OOS predictions with missing input values


I’m having trouble generating out-of-sample predictions for a simple linear model with missing covariate data.

I understand how to fit a model with missing covariate data using a numpy masked array:

import numpy as np
import pymc3 as pm

# generate data with missing values
X_train = np.random.randn(4,2)
y_train = np.random.randn(4)

mask = [[0, 0], [1, 0], [0, 1], [0, 0],]
X_train = np.ma.masked_array(X_train, mask=mask)

# fit model
with pm.Model() as model:
    alpha = pm.Normal('alpha', mu=0, sd=10)
    beta = pm.Normal('beta', mu=0, sd=10, shape=2)
    X_modeled = pm.Normal('X', mu=0, sd=1, observed=X_train)

    mu = alpha + sum([beta[i] * X_modeled[:,i] for i in range(2)])
    sd = pm.HalfCauchy('sd', beta=10)
    y = pm.Normal('y', mu=mu, sd=sd, observed=y_train)
    step = pm.NUTS()
    trace = pm.sample(500, step=step)

I also understand how to generate out of sample predictions using theano shared variables when no data is missing:

import numpy as np
import pymc3 as pm
import theano

# generate train data
X_train = np.random.randn(4,2)
y_train = np.random.randn(4)
X_input = theano.shared(X_train)

# fit model
with pm.Model() as model:
    alpha = pm.Normal('alpha', mu=0, sd=10)
    beta = pm.Normal('beta', mu=0, sd=10, shape=2)
    mu = alpha + sum([beta[i] * X_input[:,i] for i in range(2)])
    sd = pm.HalfCauchy('sd', beta=10)
    y = pm.Normal('y', mu=mu, sd=sd, observed=y_train)
    step = pm.NUTS()
    trace = pm.sample(500, step=step)

# generate predictions on test data with fit model
X_test = np.random.randn(4,2)
ppc = pm.sample_ppc(trace, model=model)

I can’t seem to do both at the same time. Is there any way to fit a linear model with missing data and subsequently generate out of sample predictions using that fitted model with new data (which may also contain missing values)?

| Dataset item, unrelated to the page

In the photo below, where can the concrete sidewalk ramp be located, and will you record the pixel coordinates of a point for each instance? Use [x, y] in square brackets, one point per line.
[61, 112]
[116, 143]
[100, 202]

How to marginalize on a Multivariate Normal distribution
Dealing with multivariate x, errors in both x and y, and posterior predictive for y

Not sure if it is the best way, but my solution would be the following:

1, build a model that allows having missing values in the covariates (i.e., the predictor X). This is similar to your model one. However, to have a more meaningful prediction for missing input, a more informative prior is needed. So instead of:

X_modeled = pm.Normal('X', mu=0, sd=1, observed=X_train)

doing below will allow you to make a better prediction when some inputs are missing:

Xmu = pm.Normal('Xmu', mu=0, sd=10, shape=(1,2))
X_modeled = pm.Normal('X', mu=Xmu, sd=1., observed=X_train)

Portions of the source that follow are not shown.